Каталь

Расс Приватный
В кочегарке


В кочегарке гул и пламя,
Зубы скалит кочегар.
Печь пускает дыма знамя,
Да в котле клокочет пар.
У меня одна забота -
Тачка - уголь, тачка – шлак,
И такая здесь работа,
Что давно б издох ишак...
И опять – все шлак да уголь,
Пламя, рёв да кочегар.
Намотавшись, сяду в угол,
А в башке - сплошной угар.

Может быть, это раннее и не очень удачное стихотворение может немного передать ту атмосферу.
 
Это был большой завод по ремонту троллейбусов, где была кочегарка с двумя гигантскими котлами, снабжавшими энергией все предприятие. Середину помещения занимали две топки, где круглые сутки поддерживался огонь.

Два полуголых кочегара, пропитанные потом и угольной пылью, беспрерывно подбрасывали в пылающие адским пламенем топки каменный уголь (антрацит).
Длинной кочергой открывали чугунную пасть и специальными, длинными совковыми лопатами кидали уголь в пылающее пламя топок, пытаясь насытить бездонные внутренности пылающего дракона.
 Нередко, сами того не замечая, они получали или небольшие ожоги кожи, или опаливали волосы обнаженных частей рук, хотя были одеты в специальные нарукавники.

Каталь должен был постоянно заполнять поедаемые печами кучи антрацита, а также отвозить шлак после сжигания угля, который дымился кучей с другой стороны.
Это действительно, походило на ад.
 Как робот. Привозишь тачку угля, отвозишь тачку шлака, и так без передышки всю смену.

Гигантские кучи угля лежали в 30-50 метрах от дверей кочегарки. К ним вел «шелковый путь», состоящий из нешироких досок, свободно положенных на земле, впритык одна к другой. А шелковым его называли за то, что нужно было ровно, гладко, без заминки, как по шелку, везти нагруженную тачку. Особенно страшно было зимою или в дождливую слякоть. Тогда с обеих сторон дощатого пути были лужи, заполненные грязью из смеси земли с угольной пылью. С нагруженной до верху железной тачкой ты должен был мчаться быстро, не теряя равновесия на узкой доске. Не дай Б-г ошибиться на сантиметр или поскользнуться, как тачка летела в сторону, в темень.
Тачка с разгону переворачивалась, высыпав все содержимое в грязь и задрав отшлифованные руками каталей металлические рукоятки в небо.
Ты, вцепившись в ручки тачки, по инерции кулем летел через голову в кучу рассыпанного угля, перемешанного с грязью лужи.
Придя в себя, дико озирался кругом, нащупывая слетевшие очки. Слава Б-гу, если они не разбились!
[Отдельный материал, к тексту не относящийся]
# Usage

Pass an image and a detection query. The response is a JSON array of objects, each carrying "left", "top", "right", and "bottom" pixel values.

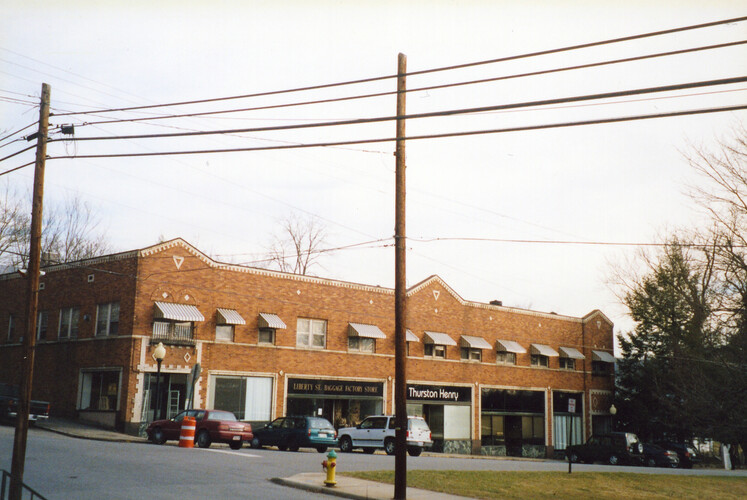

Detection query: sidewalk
[{"left": 35, "top": 417, "right": 463, "bottom": 500}]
Но нельзя было мешкать, чудовище требовало новых порций пищи. Избитый, заляпанный грязью, мокрый начинал сгребать рассыпанный уголь в тачку.

Еще страшнее было попасть в переделку с тачкой со шлаком, ибо не успевший остыть шлак из топки был еще горячим…
Особенно бедствовал я, вооруженный очками от близорукости. Они то спадали с носа, то заливались потом со лба, то покрывались туманной изморозью, когда случалось выскакивать из раскаленной кочегарки прямо на мороз. Часто приходилось менять разбитые стекла.

Зато, каким счастьем было после вечерней смены зайти в душевую, пропитанную запахами пота, угольной пыли, гари и шлака! Какая радость заполняла усталое, избитое тело, когда ты горячими струями воды, нагретой твоими усилиями, смывал археологические наслоения от работы в кочегарке!